The answer is – it’s all down to expansionary fiscal contraction. The theory is that cuts in public spending will lead citizens to believe that taxes will also fall and, on that basis, private spending will increase. In the current Irish context, given that there is a commitment to raise taxes, the most we can say is that consumers will belief that taxes will rise less than they might otherwise do if public spending were not cut. Some economists argue that expansionary fiscal contraction helps to explain the turn around in the Irish economy after 1987 when net government borrowing fell as a percentage of GDP from 10.4% in 1983-86 to 4.2% in 1987-90. Average GDP growth rose from 1.9% in the first period to 5.7% in 1987-90. QED. Well, maybe not.

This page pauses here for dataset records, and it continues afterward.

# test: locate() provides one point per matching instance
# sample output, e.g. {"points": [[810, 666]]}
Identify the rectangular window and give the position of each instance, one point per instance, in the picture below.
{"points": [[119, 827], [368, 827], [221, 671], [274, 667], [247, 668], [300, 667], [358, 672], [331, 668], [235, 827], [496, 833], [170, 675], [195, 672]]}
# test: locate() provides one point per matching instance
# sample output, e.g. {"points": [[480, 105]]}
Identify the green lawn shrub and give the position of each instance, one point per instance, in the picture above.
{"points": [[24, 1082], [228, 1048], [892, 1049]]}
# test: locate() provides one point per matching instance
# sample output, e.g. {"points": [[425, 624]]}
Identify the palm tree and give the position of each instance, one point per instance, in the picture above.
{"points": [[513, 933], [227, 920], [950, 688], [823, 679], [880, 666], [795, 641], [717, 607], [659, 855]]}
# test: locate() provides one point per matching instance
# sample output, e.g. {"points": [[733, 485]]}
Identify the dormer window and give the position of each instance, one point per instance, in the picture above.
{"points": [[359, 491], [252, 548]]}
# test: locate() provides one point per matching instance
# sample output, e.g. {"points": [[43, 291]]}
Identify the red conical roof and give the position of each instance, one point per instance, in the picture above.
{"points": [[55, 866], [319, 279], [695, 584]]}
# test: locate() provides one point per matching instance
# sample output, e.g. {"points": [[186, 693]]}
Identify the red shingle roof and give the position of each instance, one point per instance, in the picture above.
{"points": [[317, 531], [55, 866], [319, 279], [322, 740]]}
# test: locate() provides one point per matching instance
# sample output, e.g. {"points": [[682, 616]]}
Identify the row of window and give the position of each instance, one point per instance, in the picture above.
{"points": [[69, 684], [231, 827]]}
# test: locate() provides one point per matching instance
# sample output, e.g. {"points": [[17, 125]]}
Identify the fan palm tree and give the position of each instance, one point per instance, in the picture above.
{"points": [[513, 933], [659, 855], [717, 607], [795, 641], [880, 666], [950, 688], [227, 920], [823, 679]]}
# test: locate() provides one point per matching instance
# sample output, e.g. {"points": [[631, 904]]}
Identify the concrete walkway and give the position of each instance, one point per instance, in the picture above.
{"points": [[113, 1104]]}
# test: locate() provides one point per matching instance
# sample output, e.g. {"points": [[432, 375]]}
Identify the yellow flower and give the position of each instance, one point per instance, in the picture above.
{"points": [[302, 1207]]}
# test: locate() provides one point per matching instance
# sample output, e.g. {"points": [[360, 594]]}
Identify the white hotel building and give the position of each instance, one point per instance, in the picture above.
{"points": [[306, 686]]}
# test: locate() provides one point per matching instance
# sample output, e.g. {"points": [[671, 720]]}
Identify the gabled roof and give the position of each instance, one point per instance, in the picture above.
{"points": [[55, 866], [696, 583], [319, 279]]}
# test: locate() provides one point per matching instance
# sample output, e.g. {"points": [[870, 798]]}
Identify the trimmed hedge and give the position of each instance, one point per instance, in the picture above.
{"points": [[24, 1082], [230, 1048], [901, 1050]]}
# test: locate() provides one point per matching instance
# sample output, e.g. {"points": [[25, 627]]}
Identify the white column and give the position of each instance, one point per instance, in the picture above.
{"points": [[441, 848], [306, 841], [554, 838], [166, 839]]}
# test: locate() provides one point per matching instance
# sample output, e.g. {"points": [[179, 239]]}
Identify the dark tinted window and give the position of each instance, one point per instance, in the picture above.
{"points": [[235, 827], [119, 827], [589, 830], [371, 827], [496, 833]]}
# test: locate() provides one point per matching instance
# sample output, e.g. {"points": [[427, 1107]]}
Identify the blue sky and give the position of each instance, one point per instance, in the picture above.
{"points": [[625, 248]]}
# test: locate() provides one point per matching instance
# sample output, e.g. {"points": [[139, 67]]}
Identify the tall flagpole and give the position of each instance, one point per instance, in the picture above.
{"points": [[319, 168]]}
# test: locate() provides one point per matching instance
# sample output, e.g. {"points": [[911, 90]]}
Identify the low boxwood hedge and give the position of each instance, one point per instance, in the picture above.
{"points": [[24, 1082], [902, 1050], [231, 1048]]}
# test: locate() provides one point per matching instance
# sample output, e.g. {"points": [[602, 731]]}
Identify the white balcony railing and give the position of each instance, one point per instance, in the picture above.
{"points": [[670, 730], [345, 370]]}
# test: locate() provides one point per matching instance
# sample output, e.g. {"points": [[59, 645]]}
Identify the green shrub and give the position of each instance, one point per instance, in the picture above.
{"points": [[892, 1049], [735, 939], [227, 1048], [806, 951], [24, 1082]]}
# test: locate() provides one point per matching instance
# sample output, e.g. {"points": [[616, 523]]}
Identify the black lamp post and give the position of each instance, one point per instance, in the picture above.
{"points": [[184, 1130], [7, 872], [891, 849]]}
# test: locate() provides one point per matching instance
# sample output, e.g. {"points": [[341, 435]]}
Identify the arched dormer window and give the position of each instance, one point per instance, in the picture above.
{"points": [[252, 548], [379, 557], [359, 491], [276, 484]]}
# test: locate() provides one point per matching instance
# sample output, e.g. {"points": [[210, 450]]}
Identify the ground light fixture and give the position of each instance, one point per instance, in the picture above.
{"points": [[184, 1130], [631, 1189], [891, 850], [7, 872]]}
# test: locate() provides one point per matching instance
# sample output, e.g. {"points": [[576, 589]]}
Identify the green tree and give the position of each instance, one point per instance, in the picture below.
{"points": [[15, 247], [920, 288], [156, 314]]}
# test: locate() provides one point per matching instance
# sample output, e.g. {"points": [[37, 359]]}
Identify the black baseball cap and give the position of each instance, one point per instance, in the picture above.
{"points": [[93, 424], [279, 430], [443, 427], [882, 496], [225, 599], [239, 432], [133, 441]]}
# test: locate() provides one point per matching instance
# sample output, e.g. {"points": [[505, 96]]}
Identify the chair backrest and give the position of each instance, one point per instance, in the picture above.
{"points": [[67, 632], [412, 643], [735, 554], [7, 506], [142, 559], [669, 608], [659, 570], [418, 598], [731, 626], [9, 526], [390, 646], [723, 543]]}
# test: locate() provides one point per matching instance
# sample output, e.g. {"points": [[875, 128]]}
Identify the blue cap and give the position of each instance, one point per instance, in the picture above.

It’s now generally accepted the post 1987 recovery had a lot to do with external factors including falling international interest rates and an upturn in the global economy.
The point is that we need to be as clear as possible about the impact of a combined €6 billion cut in public expenditure and rise in taxation. Has anyone done the sums yet on the impact on government revenue? On how many businesses will be forced to close that otherwise might survive? On the damage that will be inflicted on the productive capacity of the economy? To what extent will the provisions of the mini budget deepen the real crisis which is in the real economy? The government appears to have made an absolute commitment to keep the deficit in 2009 below 10% of GDP, hence the mini budget. Across much of the media the need to stick to this figure is accepted without question. Given the likely impact of that budget in three weeks time on all our futures the public discourse needs to move to another level.